Napasnya memburu. Wajahnya memerah. Bulir-bulir besar keringat meluncur dari dahi hingga ke leher. Urat-uratnya tercetak jelas. Ia terlihat amat sangat kesakitan, walau begitu ada sebersit perasaan lega di dalam matanya.
Aku mundur dan melemparkan batangan kayu tersebut masuk kembali ke dalam tong. Aku bergerak menuju meja yang ada di kirinya. Matanya mengikuti pergerakanku dengan ngeri. Matanya membelalak tak percaya begitu melihat isi mejaku.
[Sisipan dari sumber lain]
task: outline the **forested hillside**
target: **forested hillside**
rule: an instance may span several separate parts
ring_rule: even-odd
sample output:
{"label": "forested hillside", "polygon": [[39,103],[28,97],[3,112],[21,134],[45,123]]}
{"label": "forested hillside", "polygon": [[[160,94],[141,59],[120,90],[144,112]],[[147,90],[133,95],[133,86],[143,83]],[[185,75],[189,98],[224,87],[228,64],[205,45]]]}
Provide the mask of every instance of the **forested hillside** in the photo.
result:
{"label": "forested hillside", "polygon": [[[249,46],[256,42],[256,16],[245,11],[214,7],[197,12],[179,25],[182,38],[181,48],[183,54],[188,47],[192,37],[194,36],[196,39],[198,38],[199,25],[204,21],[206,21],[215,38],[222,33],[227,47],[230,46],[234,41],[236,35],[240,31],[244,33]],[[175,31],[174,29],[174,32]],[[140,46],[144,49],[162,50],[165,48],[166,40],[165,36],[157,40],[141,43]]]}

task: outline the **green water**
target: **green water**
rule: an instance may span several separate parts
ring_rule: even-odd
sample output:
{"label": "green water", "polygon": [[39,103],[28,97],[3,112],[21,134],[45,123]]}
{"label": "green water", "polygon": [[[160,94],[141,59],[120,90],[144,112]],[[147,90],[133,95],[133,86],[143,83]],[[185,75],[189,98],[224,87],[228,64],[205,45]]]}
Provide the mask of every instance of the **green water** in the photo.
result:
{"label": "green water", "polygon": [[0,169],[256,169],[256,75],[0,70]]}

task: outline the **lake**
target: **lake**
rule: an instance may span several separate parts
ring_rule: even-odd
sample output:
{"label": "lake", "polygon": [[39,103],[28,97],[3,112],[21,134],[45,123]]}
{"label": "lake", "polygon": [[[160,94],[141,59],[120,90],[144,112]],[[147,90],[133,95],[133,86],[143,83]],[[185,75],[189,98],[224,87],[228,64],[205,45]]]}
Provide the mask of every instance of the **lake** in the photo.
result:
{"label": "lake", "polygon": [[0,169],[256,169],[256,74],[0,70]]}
Gunting rumput, pisau dapur, garpu, gergaji, palu, paku, cairan asam, dan masih banyak lagi alat-alat bermain lainnya. Aku mulai menimbang-nimbang apa yang harus aku ambil selanjutnya. Kuambil gunting rumput itu dan mencobanya.
Matanya membulat ngeri. Kepalanya ia gelengkan sembari menatapku memohon. "Cukup. Tolong aku! Aku bersalah. Tolong selamatkan aku. Aku mohon," mohonnya sembari terisak kecil.
Ah! Tak seru. Masa begini saja sudah nangis? Menyebalkan sekali. Mood bermainku hilang total. Aku pun memutuskan untuk meninggalkannya dan keluar dari gudang tersebut.
Di belakang, aku dengar dia bergumam penuh syukur. Aku juga mendengar lirihannya untuk mencari cara agar bisa kabur secepatnya.
Akan tetapi, aku minta maaf. Rencanamu tak akan pernah berhasil. Dengan cepat kubelokkan langkahku dan berlari ke arahnya sembari menyambar pemukul bisbol yang ada di dekat pintu masuk gudang. Ia melihatku dengan tatapan terkejut.
Namun, aku tak memberinya kesempatan untuk protes atau melakukan apapun. Aku langsung menghantam jidatnya dengan keras hingga jidatnya berdarah dan ia pingsan kembali.